O pai de João, Zacarias — marido de Isabel, parente de Maria — era sacerdote do culto judaico. Ele não acreditou imediatamente no anúncio de uma paternidade já inesperada, e por isso ficou mudo até ao dia da circuncisão do menino, ao qual ele e a esposa deram o nome indicado por Deus, ou seja, João, que significa «o Senhor concede graças». Animado pelo Espírito Santo, Zacarias falou assim da missão do filho: «E tu, menino, serás chamado profeta do Altíssimo, porque irás adiante do Senhor a preparar os seus caminhos.
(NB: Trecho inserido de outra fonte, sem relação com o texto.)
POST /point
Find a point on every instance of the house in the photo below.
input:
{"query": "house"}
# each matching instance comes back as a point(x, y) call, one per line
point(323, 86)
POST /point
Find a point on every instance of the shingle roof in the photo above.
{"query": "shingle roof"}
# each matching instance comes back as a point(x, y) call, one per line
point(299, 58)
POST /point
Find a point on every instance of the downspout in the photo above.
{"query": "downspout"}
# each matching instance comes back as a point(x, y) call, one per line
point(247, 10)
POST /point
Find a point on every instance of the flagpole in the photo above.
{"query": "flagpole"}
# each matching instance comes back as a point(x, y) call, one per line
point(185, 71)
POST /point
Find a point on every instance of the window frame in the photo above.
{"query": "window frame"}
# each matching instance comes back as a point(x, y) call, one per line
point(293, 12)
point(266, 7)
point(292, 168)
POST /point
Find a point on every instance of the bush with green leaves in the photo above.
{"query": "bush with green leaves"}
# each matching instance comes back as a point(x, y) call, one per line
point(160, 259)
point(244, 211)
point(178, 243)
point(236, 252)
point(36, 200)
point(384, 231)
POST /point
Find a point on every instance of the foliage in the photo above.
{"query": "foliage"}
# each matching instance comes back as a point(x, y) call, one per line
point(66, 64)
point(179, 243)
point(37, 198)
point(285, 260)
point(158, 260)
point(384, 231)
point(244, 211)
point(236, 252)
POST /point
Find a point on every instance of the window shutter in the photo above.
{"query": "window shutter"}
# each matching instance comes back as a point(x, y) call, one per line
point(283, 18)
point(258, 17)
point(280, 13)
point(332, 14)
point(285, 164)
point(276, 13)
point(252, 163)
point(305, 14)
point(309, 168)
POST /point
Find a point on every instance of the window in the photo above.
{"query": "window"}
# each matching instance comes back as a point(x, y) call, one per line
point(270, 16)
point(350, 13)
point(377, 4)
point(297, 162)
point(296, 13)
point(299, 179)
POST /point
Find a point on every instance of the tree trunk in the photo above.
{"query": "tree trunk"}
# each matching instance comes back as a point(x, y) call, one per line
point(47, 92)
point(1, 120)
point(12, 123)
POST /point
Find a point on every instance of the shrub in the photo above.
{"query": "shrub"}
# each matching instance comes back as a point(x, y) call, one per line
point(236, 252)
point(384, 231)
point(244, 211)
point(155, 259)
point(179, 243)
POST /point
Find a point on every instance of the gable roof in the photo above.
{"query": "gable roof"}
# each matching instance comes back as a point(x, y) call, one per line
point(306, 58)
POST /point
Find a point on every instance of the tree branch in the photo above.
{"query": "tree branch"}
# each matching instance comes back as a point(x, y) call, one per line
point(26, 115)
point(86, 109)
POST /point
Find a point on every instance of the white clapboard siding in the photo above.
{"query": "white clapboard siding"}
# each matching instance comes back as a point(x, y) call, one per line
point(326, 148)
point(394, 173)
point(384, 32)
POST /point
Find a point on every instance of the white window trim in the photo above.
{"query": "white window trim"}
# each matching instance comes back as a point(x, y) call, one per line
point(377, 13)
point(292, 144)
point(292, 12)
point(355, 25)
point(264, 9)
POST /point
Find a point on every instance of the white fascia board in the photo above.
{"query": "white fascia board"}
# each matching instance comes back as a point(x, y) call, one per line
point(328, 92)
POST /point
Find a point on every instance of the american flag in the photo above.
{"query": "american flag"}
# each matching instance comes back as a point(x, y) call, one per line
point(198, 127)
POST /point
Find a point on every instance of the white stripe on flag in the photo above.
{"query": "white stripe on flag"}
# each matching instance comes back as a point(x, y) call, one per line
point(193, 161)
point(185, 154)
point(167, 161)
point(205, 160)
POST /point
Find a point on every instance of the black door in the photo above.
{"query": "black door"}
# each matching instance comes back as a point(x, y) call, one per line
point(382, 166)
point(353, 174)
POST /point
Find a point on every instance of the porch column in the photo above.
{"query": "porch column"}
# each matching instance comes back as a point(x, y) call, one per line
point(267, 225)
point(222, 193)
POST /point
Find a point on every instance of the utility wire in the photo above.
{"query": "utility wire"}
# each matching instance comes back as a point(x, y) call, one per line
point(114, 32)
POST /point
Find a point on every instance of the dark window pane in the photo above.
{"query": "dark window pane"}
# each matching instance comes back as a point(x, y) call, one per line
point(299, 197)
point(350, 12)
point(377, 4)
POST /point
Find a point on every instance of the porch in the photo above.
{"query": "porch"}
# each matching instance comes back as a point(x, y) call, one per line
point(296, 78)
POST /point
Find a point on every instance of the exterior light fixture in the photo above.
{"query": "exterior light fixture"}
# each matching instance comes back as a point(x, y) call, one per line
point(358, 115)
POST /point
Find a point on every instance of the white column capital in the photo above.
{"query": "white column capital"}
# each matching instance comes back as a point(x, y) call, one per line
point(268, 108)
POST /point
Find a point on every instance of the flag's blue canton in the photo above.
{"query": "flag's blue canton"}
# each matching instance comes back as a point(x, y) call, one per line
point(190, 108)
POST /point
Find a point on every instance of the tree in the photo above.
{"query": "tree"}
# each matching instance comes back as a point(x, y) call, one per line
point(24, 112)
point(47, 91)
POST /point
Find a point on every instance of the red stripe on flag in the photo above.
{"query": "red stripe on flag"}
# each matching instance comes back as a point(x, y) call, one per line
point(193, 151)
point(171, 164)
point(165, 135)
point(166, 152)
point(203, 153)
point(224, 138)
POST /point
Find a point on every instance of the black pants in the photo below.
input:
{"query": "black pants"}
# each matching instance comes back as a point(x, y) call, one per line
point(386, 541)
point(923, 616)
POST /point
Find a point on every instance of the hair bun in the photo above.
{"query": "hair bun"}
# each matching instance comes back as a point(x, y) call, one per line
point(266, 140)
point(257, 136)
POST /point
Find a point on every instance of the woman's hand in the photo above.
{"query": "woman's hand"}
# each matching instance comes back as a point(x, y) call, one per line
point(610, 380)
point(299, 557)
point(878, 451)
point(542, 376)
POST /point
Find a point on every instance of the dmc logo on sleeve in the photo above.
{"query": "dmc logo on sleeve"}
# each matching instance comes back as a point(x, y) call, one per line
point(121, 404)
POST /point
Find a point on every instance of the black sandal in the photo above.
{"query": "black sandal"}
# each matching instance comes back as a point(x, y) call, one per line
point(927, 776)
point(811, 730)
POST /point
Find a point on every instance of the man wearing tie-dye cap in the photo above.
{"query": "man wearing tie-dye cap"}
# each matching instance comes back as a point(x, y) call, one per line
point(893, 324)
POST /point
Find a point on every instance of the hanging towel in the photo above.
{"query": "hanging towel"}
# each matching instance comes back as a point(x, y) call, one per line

Para dar a conhecer ao Seu povo a Sua salvação pela remissão dos pecados» (Lc 3, 1-6). Quando um dia veio de Nazaré o próprio Jesus para se fazer batizar, João inicialmente recusou-se, mas depois consentiu, e viu o Espírito Santo pairar sobre Jesus e ouviu a voz do Pai celeste que o proclamava seu Filho (cf. Mt 3, 13-17). Mas a sua missão ainda não estava completada: pouco tempo mais tarde, foi-lhe pedido que precedesse Jesus também na morte violenta: João foi decapitado na prisão do rei Herodes, e assim deu pleno testemunho do Cordeiro de Deus, que ele foi o primeiro a reconhecer e a indicar publicamente.

Queridos amigos, a Virgem Maria ajudou a idosa prima Isabel a levar até ao fim a gravidez de João. Ela ajude todos a seguir Jesus, o Cristo, o Filho de Deus, que o Baptista anunciou com grande humildade e fervor profético.